When I started grief counseling after Steven’s death, the counselor asked what coping skills I had used to deal with the grief and trauma of leaving home at 18 and losing all my family and friends. She realized the work she was in for when my response was a blank stare. I never knew I was supposed to do anything other than move on with life. The coping skills my brain employed when it realized perseverance was my only plan, were a mix of anxiety, numbing, depression and dissociation. Now I am better served discarding those maladaptive coping mechanisms in favor of real healing that involves acknowledging and working through my feelings instead of suppressing and avoiding them.

My counselor reminded me that while “normal” people were learning life skills, social skills, and reaching age-appropriate milestones, our formative years were spent adapting to survive the trauma of growing up JW. Most of us endured emotional and financial struggles due to the loss of a support system, so our early adult years were most likely spent surviving poverty and trying to claw our way out of it.  We are wired to have our basic human needs met before even contemplating the higher needs of self-esteem and self-actualization. The increased stability that usually comes in later adulthood may be our first real opportunity to delve into the effects our upbringing has had on our lives. Even still, many of us go years without realizing we need help because dysfunction and abuse was normalized.

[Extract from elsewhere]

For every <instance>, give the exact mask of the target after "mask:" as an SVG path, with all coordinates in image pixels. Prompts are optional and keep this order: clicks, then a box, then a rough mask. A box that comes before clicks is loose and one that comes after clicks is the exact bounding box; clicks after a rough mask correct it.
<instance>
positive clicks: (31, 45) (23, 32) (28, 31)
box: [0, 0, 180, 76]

We are where we are in life. Inner peace comes with acceptance of that, while wishing otherwise causes stress. We can acknowledge how we were affected by our past and work to heal from it without getting stuck there. Tell your stories. Acknowledge your pain. Give yourself grace. Shine a light on the shame that thrives in the shadows. If not now, when?

As traumatized children, we always dreamed that someone would come and save us. We never dreamed that it would, in fact, be ourselves as adults.